12. How would you find the underlying structure for LCS (that is, the actual shared subsequence) or 
edit distance (the sequence of edit operations)?   
    keep track of the choices  
13. If the two sequences compared in `lcs` have different lengths, how could you exploit that to 
reduce the function’s memory use?   
    swap the sequence and length  
14. How could you modify $w$ and $c$ to (potentially) reduce the running time of the unbounded 
knapsack problem?    
    divide by greatest common diviser  
15. The knapsack solution in Listing 8-13 lets you find the actual elements included in the optimal 
solution.

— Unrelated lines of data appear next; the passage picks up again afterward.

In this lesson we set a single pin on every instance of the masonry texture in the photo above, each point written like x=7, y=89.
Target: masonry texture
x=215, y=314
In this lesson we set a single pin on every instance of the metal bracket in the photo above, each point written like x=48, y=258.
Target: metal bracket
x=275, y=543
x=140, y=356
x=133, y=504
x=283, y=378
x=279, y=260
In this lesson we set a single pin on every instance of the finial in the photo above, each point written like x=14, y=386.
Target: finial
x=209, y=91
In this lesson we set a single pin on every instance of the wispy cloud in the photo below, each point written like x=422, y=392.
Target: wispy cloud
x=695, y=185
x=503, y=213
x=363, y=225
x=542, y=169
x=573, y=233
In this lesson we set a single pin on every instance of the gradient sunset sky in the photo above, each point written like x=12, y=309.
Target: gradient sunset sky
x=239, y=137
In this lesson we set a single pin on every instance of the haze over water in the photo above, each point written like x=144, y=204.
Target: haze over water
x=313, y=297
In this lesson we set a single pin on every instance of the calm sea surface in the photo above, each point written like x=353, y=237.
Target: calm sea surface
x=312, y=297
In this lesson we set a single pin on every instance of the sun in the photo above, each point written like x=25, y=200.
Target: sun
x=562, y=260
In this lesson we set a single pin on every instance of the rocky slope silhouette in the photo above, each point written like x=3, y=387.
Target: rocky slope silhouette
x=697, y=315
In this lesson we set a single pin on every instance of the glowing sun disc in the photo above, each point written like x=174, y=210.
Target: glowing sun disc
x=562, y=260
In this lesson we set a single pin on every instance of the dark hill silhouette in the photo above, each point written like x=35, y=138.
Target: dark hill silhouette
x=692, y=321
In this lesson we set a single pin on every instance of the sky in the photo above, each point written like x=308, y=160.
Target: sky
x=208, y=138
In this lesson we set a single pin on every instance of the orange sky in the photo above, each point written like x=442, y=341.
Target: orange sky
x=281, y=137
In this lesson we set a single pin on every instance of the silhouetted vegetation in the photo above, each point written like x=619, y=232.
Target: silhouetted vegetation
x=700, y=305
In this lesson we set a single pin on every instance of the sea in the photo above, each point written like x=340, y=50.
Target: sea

Extend one of the other knapsack solutions in a similar way.  
16. How can it be that we have developed efficient solutions to the integer knapsack problems, when 
they are regarded as hard, unsolved problems (see Chapter 11)?     
     The running time is pseudopolynomial
17. The subset sum problem is one you’ll also see in Chapter 11. Briefly, it asks you to pick a subset of a set of integers so that the sum of the subset is equal to a given constant, $k$. Implement a solution to this problem based on dynamic programming.   
18. A problem closely related to finding optimal binary search trees is the matrix chain 
multiplication problem, briefly mentioned in the text. If matrices A and B have dimensions n×m and 
m×p, respectively, their product AB will have dimensions n×p, and we approximate the cost of this 
multiplication by the product nmp (the number of element multiplications). Design and implement 
an algorithm that finds a parenthetization of a sequence of matrices so that performing all the matrix multiplications has as low total cost as possible.   
19. The optimal search trees we construct are based only on the frequencies of the elements. We 
might also want to take into account the frequencies of various queries that are not in the search tree. For example, we could have the frequencies for all words in a language available but store only some of the words in the tree. How could you take this information into consideration?